'Passione' nibbles; 'Awake' blinks; Rampal; and Stray Cats

There's a lot wrong with ''Passione.'' It's a veritable lasagna of Italian and WASP stereotypes, sentimentality, sexual jokes and innuendo, and profanity. The actors are too young for the parts. Corny dialogue. Overacting. Incorrect dialects. You name it.

It's also very funny. There's a twinkle behind the excesses that makes them palatable, and a warm family feeling.

Set in Boston's North End (playing there as well, at the Nucleo Eclettico Theatre), Albert Innaurato's play deals with the inevitable clash that erupts when a North Carolina hillbilly (now a doctor) comes to pick up her belongings from her Italian-American ex-husband (a failed inventor whom she deserted eight years ago), and to reconcile with her son.

Innaurato slaps on the stereotypes with a trowel. The Italian men sing, eat a lot, kiss and hug each other, and try to seduce the women. The prim ex-wife has an empty life, and the rowdy sister who accompanies her is a militant feminist with a cleaning fetish. The culture clash is predictable, but often funny.

The playwright serves up an antipasto of issues: success vs. failure, feminism vs. chauvinism, being a ''Wop in a WASP society,'' overweight in a skinny society. While the foibles of both cultures are shown, the barbs are sharpest against the WASPs, whose lives come across as barren compared with the warmth and sensuality of the Italians.

None of the issues are cooked through, but some nice points are made. The ex-wife judges her daughter-in-law, Francine (a circus fat lady), to be the symbol of the Italian-American family's failure. Instead, Francine turns out to be the glue that holds it together.

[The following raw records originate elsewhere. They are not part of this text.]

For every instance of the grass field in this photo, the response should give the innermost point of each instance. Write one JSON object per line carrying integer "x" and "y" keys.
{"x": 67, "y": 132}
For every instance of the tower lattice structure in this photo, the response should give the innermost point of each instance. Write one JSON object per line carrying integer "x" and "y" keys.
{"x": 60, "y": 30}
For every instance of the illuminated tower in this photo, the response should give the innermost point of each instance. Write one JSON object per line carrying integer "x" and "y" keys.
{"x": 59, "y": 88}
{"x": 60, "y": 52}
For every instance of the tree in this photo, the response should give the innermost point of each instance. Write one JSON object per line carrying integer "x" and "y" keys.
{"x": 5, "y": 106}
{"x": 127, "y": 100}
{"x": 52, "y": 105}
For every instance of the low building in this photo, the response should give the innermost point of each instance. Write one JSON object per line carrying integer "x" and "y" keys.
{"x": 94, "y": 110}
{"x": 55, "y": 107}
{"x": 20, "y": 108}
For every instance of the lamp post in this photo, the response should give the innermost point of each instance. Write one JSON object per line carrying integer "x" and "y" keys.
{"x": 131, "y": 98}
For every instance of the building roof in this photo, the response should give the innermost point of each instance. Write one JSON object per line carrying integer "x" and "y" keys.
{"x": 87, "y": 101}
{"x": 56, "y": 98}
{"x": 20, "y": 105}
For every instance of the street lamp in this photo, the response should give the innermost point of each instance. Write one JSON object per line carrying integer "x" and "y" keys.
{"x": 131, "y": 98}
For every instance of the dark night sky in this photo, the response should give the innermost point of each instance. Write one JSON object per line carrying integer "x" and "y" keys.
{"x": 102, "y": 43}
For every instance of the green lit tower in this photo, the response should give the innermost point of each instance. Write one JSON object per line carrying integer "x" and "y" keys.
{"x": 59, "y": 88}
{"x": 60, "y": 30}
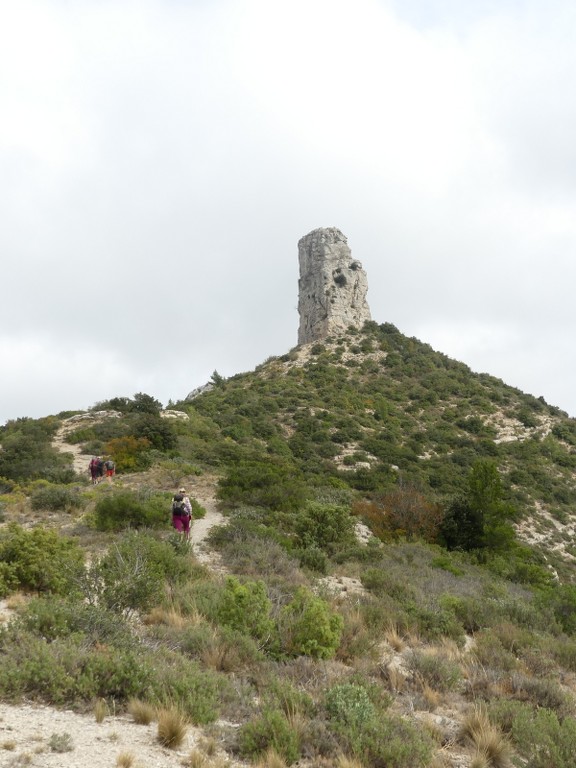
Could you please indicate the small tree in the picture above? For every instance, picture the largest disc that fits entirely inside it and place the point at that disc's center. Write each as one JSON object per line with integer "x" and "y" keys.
{"x": 479, "y": 518}
{"x": 403, "y": 511}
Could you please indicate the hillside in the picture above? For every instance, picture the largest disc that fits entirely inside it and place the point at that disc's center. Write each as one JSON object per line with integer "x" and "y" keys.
{"x": 393, "y": 585}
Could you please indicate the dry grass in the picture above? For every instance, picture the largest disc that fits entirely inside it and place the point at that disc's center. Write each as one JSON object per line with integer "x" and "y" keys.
{"x": 343, "y": 761}
{"x": 208, "y": 745}
{"x": 431, "y": 699}
{"x": 491, "y": 745}
{"x": 394, "y": 638}
{"x": 125, "y": 760}
{"x": 16, "y": 601}
{"x": 169, "y": 617}
{"x": 8, "y": 745}
{"x": 395, "y": 679}
{"x": 271, "y": 759}
{"x": 196, "y": 759}
{"x": 222, "y": 657}
{"x": 172, "y": 727}
{"x": 100, "y": 710}
{"x": 480, "y": 761}
{"x": 142, "y": 713}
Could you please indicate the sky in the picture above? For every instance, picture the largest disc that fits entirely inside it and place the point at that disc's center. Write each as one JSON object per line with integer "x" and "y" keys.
{"x": 160, "y": 160}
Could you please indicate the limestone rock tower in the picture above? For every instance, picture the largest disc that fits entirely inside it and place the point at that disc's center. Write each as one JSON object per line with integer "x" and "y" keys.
{"x": 332, "y": 286}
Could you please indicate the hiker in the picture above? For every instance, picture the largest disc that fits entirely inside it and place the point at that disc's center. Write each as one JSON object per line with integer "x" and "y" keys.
{"x": 182, "y": 513}
{"x": 93, "y": 467}
{"x": 110, "y": 468}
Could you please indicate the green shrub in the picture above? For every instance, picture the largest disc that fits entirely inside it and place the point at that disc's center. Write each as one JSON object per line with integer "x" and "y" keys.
{"x": 308, "y": 627}
{"x": 38, "y": 560}
{"x": 263, "y": 481}
{"x": 67, "y": 670}
{"x": 246, "y": 608}
{"x": 326, "y": 526}
{"x": 55, "y": 497}
{"x": 131, "y": 454}
{"x": 133, "y": 574}
{"x": 539, "y": 735}
{"x": 52, "y": 617}
{"x": 350, "y": 705}
{"x": 440, "y": 673}
{"x": 270, "y": 730}
{"x": 313, "y": 558}
{"x": 131, "y": 509}
{"x": 182, "y": 682}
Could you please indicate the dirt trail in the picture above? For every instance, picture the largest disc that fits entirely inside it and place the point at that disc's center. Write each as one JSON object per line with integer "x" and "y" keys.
{"x": 27, "y": 732}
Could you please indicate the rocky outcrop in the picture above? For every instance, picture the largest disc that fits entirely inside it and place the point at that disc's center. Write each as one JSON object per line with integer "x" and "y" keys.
{"x": 199, "y": 391}
{"x": 332, "y": 287}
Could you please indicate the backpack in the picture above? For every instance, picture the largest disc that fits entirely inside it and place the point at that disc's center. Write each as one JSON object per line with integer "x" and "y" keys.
{"x": 178, "y": 507}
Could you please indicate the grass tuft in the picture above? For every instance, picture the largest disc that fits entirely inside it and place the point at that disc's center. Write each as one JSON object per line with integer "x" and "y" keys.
{"x": 172, "y": 728}
{"x": 125, "y": 760}
{"x": 100, "y": 710}
{"x": 142, "y": 712}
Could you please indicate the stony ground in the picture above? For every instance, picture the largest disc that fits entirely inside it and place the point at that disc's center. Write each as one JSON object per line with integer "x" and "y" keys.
{"x": 35, "y": 736}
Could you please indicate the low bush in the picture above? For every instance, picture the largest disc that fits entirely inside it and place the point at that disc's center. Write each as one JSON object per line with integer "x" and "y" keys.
{"x": 178, "y": 681}
{"x": 38, "y": 560}
{"x": 350, "y": 705}
{"x": 56, "y": 497}
{"x": 328, "y": 527}
{"x": 539, "y": 735}
{"x": 437, "y": 671}
{"x": 51, "y": 617}
{"x": 68, "y": 671}
{"x": 134, "y": 573}
{"x": 130, "y": 509}
{"x": 309, "y": 627}
{"x": 246, "y": 608}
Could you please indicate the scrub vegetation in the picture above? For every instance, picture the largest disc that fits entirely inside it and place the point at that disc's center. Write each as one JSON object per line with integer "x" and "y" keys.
{"x": 457, "y": 640}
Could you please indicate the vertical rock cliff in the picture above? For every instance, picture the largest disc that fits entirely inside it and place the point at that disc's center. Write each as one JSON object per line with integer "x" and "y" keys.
{"x": 332, "y": 287}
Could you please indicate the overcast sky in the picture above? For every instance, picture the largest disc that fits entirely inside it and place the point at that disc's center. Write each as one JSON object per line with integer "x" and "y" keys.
{"x": 160, "y": 160}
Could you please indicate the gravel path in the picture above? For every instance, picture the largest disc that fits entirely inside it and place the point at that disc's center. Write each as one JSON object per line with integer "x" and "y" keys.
{"x": 29, "y": 732}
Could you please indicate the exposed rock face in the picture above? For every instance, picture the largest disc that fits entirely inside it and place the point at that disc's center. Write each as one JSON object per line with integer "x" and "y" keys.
{"x": 332, "y": 287}
{"x": 199, "y": 390}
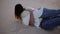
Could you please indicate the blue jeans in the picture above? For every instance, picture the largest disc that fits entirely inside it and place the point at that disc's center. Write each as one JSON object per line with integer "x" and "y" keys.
{"x": 50, "y": 19}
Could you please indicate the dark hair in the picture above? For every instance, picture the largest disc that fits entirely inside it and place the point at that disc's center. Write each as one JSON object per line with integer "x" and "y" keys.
{"x": 18, "y": 10}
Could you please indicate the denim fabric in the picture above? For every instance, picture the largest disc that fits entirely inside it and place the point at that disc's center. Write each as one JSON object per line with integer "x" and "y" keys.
{"x": 50, "y": 19}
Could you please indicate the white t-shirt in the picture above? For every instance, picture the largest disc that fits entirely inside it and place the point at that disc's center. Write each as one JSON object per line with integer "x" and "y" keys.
{"x": 37, "y": 13}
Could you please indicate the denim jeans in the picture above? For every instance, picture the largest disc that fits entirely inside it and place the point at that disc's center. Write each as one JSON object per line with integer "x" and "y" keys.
{"x": 50, "y": 19}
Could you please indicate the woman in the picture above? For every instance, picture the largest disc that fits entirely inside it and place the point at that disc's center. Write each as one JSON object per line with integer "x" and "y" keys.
{"x": 44, "y": 18}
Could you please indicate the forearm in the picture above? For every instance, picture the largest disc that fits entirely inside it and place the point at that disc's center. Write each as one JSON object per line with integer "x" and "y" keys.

Most of the characters are larger than life and are directed by Grey Cattell Johnson to be even more so. The loud and salty WASP sister (played with great vitality by Ursula Drabik) sounds more like a Texas cowgirl than a hillbilly. Francine (Janet Cicchese) has a huge ''aria'' to the joys of obesity. Her father (Paul Dunn) carries absurdly high loads of household belongings around.

The play's at its best when the characters are squabbling or zinging off one-liners. In the quiet, emotional scenes it sometimes gets schmaltzy and physically awkward. But it's a rollicking, genuinely funny play, and those are hard to come by.